2. A brief pdf report with the following content:
i) State how you checked your analytic gradient computations (with some accompanying numbers) and whether you think that your gradient computations are bug free for your k-layer network with batch normalization.
ii) Include graphs of the evolution of the loss function when you tried to train your 3-layer network without batch normalization and with batch normalization.
iii) State the range of the values you searched for lambda and eta, the number of epochs used for training during the fine search, and the hyper-parameter settings for your best performing 3-layer network you trained with batch normalization. Also state the test accuracy achieved by network.
iv) Plot the training and validation loss for your 2-layer network with batch normalization with 3 different learning rates (small, medium, high) for 10 epochs and make the same plots for a 2-layer network with no batch normalization.
Exercise 4: Optional for bonus points
1. Optimize the performance of the network
It would be interesting to discover what is the best possible performance achievable by a k-layer fully connected network on CIFAR-10. From a quick search of the web it seems the best performance of a fully connected network on CIFAR-10 is 78%. The details of this network are available at How far can we go without convolution: Improving fully connected networks by Lin, Memisevic and Konda.
Here are some tricks/avenues you can explore to help bump up performance:
(a) Train for a longer time and use your validation set to make sure you don’t overfit or keep a record of the best model before you begin to overfit.
(b) Do a more exhaustive random search to find good values for the amount of regularization, the learning rate.
(c) Do a more thorough search to find a good network architecture. Does making the network deeper improve performance?
(d) It has been empirically reported in several works that you get better performance by the final network if you apply batch normalization to the scores after the non-linear activation function has been applied. You could investigate whether this is the case.
(e) Apply dropout to your training if you have a high number of hidden nodes and you feel you need more regularization.
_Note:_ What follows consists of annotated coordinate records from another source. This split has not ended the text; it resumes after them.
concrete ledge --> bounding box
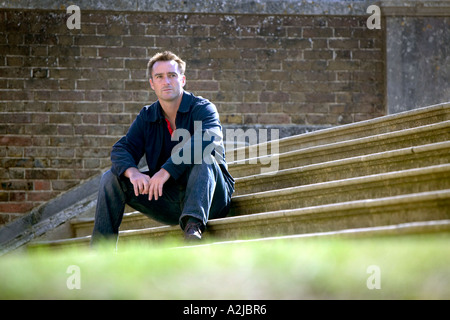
[0,0,378,16]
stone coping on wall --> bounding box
[0,0,380,15]
[0,0,450,16]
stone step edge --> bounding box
[172,219,450,249]
[228,120,450,170]
[28,189,450,247]
[230,102,450,157]
[233,164,450,201]
[71,164,450,228]
[235,141,450,195]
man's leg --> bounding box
[91,171,185,245]
[180,157,231,232]
[91,171,126,245]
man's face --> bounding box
[150,60,186,101]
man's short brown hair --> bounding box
[147,51,186,78]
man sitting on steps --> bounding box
[91,51,234,244]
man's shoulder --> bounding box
[138,101,160,122]
[188,94,217,111]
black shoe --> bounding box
[184,222,203,241]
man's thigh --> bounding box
[122,178,185,225]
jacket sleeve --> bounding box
[162,99,225,180]
[111,115,145,177]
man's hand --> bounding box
[124,168,150,197]
[148,168,170,201]
[124,168,170,200]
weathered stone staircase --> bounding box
[23,103,450,247]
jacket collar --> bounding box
[145,91,194,122]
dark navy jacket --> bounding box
[111,92,234,194]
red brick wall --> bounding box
[0,10,385,224]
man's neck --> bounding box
[159,92,183,122]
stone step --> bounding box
[234,141,450,196]
[29,189,450,249]
[229,102,450,162]
[229,120,450,178]
[230,164,450,216]
[72,164,450,237]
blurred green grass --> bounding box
[0,234,450,300]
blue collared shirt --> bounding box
[111,92,234,193]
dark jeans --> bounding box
[91,160,231,244]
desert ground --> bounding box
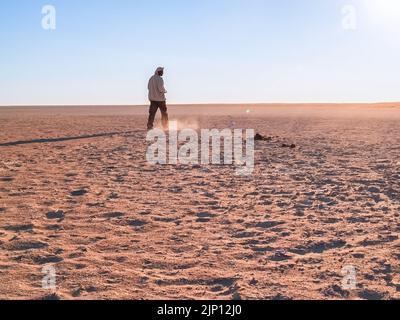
[0,104,400,300]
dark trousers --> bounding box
[147,101,168,130]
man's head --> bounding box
[156,67,164,77]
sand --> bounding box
[0,104,400,300]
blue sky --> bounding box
[0,0,400,105]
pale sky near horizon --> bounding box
[0,0,400,105]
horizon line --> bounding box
[0,101,400,108]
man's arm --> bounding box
[158,77,167,93]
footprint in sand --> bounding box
[71,189,88,197]
[4,224,33,232]
[128,220,148,228]
[104,212,125,220]
[32,255,64,265]
[46,210,65,221]
[5,241,48,251]
[196,212,216,223]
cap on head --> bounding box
[156,67,164,74]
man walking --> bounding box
[147,67,168,130]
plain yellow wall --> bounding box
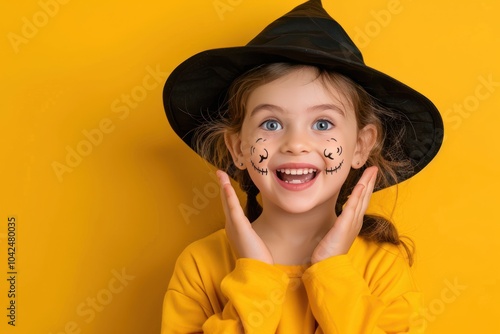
[0,0,500,334]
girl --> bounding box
[162,0,442,334]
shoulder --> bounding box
[175,229,236,276]
[348,237,416,289]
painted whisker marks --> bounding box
[325,160,344,174]
[250,160,268,175]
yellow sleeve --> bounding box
[162,245,289,334]
[302,244,422,334]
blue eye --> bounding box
[260,119,283,131]
[313,119,333,131]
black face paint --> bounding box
[323,148,333,160]
[250,138,269,175]
[323,138,344,174]
[250,160,267,175]
[259,149,269,164]
[325,160,344,174]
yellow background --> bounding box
[0,0,500,334]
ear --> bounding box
[352,124,377,169]
[224,131,246,170]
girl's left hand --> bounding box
[311,166,378,264]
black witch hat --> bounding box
[163,0,444,188]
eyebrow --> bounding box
[250,103,346,117]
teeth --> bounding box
[278,168,317,175]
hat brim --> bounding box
[163,45,444,182]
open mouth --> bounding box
[276,168,318,184]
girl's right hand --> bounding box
[217,170,274,264]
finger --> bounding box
[358,166,378,217]
[339,183,366,227]
[217,170,247,226]
[216,170,230,222]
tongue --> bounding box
[279,173,314,184]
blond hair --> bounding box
[194,63,413,264]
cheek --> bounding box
[323,138,345,175]
[248,138,269,175]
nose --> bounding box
[281,128,311,155]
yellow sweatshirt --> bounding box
[162,230,422,334]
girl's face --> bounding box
[227,67,376,213]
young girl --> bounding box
[162,0,442,334]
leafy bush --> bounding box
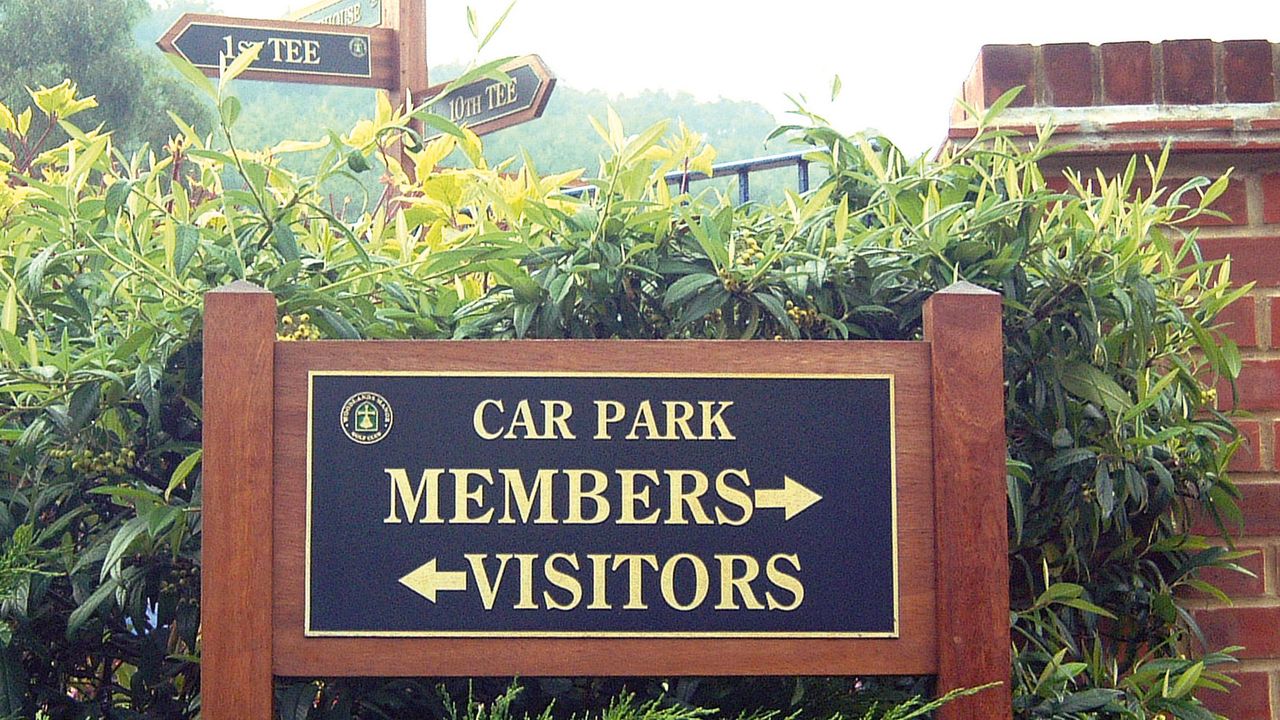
[0,68,1247,719]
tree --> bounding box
[0,0,209,147]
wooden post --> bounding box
[924,282,1012,720]
[383,0,431,178]
[200,281,275,720]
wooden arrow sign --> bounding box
[289,0,383,27]
[156,13,397,87]
[428,55,556,135]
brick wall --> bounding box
[950,40,1280,720]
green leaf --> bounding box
[111,327,156,363]
[102,178,133,212]
[68,383,102,433]
[1060,361,1133,415]
[67,578,120,639]
[218,95,243,127]
[164,53,218,100]
[0,632,36,717]
[663,273,719,306]
[218,42,262,91]
[99,518,147,582]
[317,307,360,340]
[0,282,22,335]
[275,683,317,720]
[164,450,204,500]
[271,223,301,263]
[173,223,200,275]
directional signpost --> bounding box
[201,282,1011,720]
[289,0,383,27]
[306,373,897,638]
[428,55,556,135]
[159,13,396,87]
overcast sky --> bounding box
[204,0,1280,151]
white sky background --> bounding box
[204,0,1280,151]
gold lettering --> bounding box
[266,37,287,63]
[764,555,804,612]
[452,469,493,525]
[586,555,613,610]
[515,555,538,610]
[667,470,713,525]
[383,468,444,525]
[543,400,577,439]
[595,400,627,439]
[463,553,515,610]
[564,470,609,525]
[662,553,710,612]
[716,555,764,610]
[502,400,544,439]
[498,469,557,525]
[698,400,737,439]
[618,470,660,525]
[627,400,666,439]
[471,400,506,439]
[716,470,755,527]
[613,555,658,610]
[543,552,582,610]
[663,400,698,439]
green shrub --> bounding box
[0,67,1248,719]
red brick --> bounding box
[1196,547,1267,600]
[1217,297,1258,347]
[1236,360,1280,410]
[1263,297,1280,348]
[1196,607,1280,655]
[1262,173,1280,224]
[1229,420,1262,473]
[1222,40,1276,102]
[980,45,1036,108]
[1238,483,1280,535]
[1107,118,1235,132]
[1190,483,1280,538]
[1196,671,1271,720]
[1199,237,1280,287]
[1165,174,1249,224]
[1160,40,1213,105]
[1102,42,1156,105]
[1041,42,1094,108]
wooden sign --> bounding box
[157,13,398,87]
[305,368,899,638]
[289,0,383,27]
[201,283,1011,720]
[428,55,556,135]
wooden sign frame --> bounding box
[201,282,1011,720]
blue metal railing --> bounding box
[564,151,809,205]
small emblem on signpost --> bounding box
[342,392,394,445]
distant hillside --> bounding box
[136,0,781,172]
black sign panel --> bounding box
[431,55,554,128]
[306,372,897,637]
[173,22,372,78]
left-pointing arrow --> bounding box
[401,557,467,602]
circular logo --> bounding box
[342,392,394,445]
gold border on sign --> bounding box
[302,370,901,639]
[285,0,387,27]
[173,22,374,79]
[431,55,547,129]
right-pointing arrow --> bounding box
[755,475,822,520]
[401,557,467,602]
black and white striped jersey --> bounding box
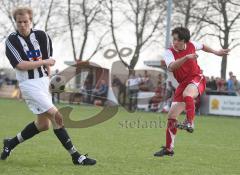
[5,29,52,82]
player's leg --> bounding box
[178,84,199,133]
[47,107,96,165]
[1,116,50,160]
[154,102,185,157]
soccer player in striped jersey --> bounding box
[0,7,96,165]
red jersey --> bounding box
[164,42,203,83]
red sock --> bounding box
[184,96,195,123]
[166,119,177,151]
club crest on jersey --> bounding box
[27,50,41,61]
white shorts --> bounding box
[19,77,54,114]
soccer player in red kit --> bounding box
[154,27,230,157]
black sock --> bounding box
[54,128,80,158]
[10,122,39,149]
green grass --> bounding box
[0,99,240,175]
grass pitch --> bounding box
[0,99,240,175]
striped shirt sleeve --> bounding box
[5,35,23,68]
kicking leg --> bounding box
[154,102,185,157]
[1,116,50,160]
[48,107,96,165]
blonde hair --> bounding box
[12,7,33,21]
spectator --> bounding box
[127,71,142,111]
[227,72,236,95]
[139,74,154,91]
[112,75,126,106]
[93,80,108,105]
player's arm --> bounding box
[46,66,51,77]
[16,58,55,70]
[202,44,230,56]
[168,53,198,72]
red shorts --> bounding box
[173,75,206,102]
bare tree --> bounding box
[0,0,63,39]
[106,0,165,69]
[172,0,209,40]
[67,0,107,61]
[190,0,240,79]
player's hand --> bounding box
[43,58,56,66]
[215,49,230,56]
[185,53,198,59]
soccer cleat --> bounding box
[0,139,12,160]
[72,154,97,165]
[177,120,194,133]
[154,146,174,157]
(f) Augment your training data by applying small random geometric and photometric jitter to the original training data. You can do this on the fly by applying a random jitter to each image in the mini-batch before doing the forward and backward pass.
Bonus Points Available: 2 points (if you complete at least 3 (beyond using all the training data) improvements - you can follow my suggestions, think of your own or some combination of the two.)
To get the bonus point you must submit
(a) Your code.
(b) Pdf document reporting on your trained network with the best test accuracy, what improvements you made and which ones brought the largest gains (if any!).
Train network using a different activation to ReLu Use one of the other activation functions described in the lecture notes and build your network based on this. See how it changes the network’s performance. Does it make things better or worse? Did you have to implement the slightly more involved version of batch normalization, where you also scale and shift the activation scores? If you don’t, with simple batch normalization you run the risk that for sigmoid activation functions you constrain the inputs to the linear regime of the sigmoid. Check out the journal version of the Batch Normalization paper Batch Normalization: Accelerating Deep Network Training by Reducing Internal Covariate Shift by Ioffe and Szegedy for details.
Bonus Points Available: 2 points
To get the bonus points you must submit
(a) Your code for computing the gradients.
(b) Pdf document comparing the test accuracy of the network trained with the non-ReLu activation function compared to the same network with a ReLu activation function for several sensible training parameter settings.